Affettuosa memoria si conserva tuttora di lui a Trieste e dai colleghi e dai numerosi discepoli.

Era versatissimo nella filosofia, spirito e fino conoscitore, sia delle cose, come delle persone, dotto nella sua scienza, ed anche facile e brioso, ma troppo modesto poeta. Però tranne alcuni lavori sui tragici greci negli annuari ginnasiali di Trieste, causa la malattia che lo perseguitò incessantemente, non ebbe agio di attendere ad altre pubblicazioni, benché abbia composto un’infinità di sonetti ed altre poesie d’occasione e traduzione dai poetici classici, molte anche in dialetto anaune, il quale, sebbene pochissime volte fosse egli tornato in Val di Non, sempre gli rimase così familiare da poter in esso improvvisare con grande facilità nelle serate e nei ritrovi esilarando gli amici e conterranei trentini.

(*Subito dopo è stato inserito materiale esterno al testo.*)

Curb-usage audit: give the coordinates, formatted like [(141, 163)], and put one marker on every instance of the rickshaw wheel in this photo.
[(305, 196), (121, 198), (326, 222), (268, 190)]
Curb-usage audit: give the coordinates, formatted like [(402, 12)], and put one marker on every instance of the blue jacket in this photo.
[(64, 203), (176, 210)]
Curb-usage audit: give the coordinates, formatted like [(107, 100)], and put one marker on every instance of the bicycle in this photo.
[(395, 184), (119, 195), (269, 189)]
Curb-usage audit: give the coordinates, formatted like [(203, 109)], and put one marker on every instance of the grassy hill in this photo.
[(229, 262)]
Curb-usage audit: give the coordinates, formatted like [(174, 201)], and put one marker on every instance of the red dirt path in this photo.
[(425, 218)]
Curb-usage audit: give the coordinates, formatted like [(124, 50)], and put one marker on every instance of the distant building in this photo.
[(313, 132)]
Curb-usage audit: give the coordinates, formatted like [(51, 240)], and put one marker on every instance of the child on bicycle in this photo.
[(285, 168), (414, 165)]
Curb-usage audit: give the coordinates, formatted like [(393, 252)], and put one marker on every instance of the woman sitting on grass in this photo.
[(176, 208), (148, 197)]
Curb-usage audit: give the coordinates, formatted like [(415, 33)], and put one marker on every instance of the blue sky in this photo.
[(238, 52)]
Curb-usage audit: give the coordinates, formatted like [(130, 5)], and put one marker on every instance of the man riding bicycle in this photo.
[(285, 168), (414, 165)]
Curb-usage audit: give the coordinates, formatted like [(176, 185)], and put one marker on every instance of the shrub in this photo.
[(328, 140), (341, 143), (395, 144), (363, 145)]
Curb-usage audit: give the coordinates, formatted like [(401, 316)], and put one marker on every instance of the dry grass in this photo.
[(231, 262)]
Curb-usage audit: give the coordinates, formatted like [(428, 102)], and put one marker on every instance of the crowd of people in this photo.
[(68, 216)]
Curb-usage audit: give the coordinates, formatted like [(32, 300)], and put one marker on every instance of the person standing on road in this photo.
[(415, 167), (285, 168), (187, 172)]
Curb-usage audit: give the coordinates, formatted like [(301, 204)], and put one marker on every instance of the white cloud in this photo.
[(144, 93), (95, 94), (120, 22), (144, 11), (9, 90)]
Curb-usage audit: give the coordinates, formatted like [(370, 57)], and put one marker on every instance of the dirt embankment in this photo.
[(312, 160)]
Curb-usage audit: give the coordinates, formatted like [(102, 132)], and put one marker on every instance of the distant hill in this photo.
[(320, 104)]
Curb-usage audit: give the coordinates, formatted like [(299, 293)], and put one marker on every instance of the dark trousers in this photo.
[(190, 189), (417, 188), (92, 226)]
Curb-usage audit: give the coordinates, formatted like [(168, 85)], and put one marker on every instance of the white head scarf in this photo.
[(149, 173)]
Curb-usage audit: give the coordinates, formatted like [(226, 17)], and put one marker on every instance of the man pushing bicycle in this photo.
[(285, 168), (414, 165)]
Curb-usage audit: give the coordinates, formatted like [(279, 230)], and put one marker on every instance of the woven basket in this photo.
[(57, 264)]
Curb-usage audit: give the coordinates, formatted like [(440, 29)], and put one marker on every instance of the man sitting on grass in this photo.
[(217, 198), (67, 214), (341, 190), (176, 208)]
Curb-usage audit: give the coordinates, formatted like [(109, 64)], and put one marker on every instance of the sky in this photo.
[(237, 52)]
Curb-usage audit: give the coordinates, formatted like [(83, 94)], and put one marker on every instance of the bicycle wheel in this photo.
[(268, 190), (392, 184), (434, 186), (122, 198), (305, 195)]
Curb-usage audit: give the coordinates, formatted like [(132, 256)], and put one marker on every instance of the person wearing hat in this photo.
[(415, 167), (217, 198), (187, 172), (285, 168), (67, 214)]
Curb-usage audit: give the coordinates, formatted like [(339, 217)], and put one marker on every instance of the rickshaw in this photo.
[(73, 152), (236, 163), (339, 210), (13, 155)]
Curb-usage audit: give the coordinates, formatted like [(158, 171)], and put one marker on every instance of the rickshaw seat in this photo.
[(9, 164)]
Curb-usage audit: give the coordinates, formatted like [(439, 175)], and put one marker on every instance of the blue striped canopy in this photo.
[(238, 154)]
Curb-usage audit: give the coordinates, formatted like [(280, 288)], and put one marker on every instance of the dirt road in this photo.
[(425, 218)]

La massima parte di questa poetica produzione andò perduta: qualche poco è conservato colle carte di famiglia a Vienna, dove la vedova si ricongiunse all’unica figlia maritata Oberbauer (Amelia) e forse qualche cosa mi riuscirà di trarre dall’immediato obblio”

 

Purtroppo da allora nulla è emerso di quell’infinità di sonetti ed altre poesie d’occasione, ed è un peccato, ma da ciò che rimane siamo in grado di apprezzare e valutare l’uomo di cultura e il poeta”

 

 

Nota: Nel III volume “POESIE E POETI DE LA VAL DE NON” di Guglielmo Bertagnolli (Trento Tip. Libreria Editrice G.B. Monauni – 1912; ristampa La Grafica Anastatica Mori – 1983) troviamo a pag. 280 il componimento di Gioèle Graiff con il titolo “Zento ciampeti su la tompestada d’auton del 62”, diverso dal titolo indicato da don Fabio Fattor.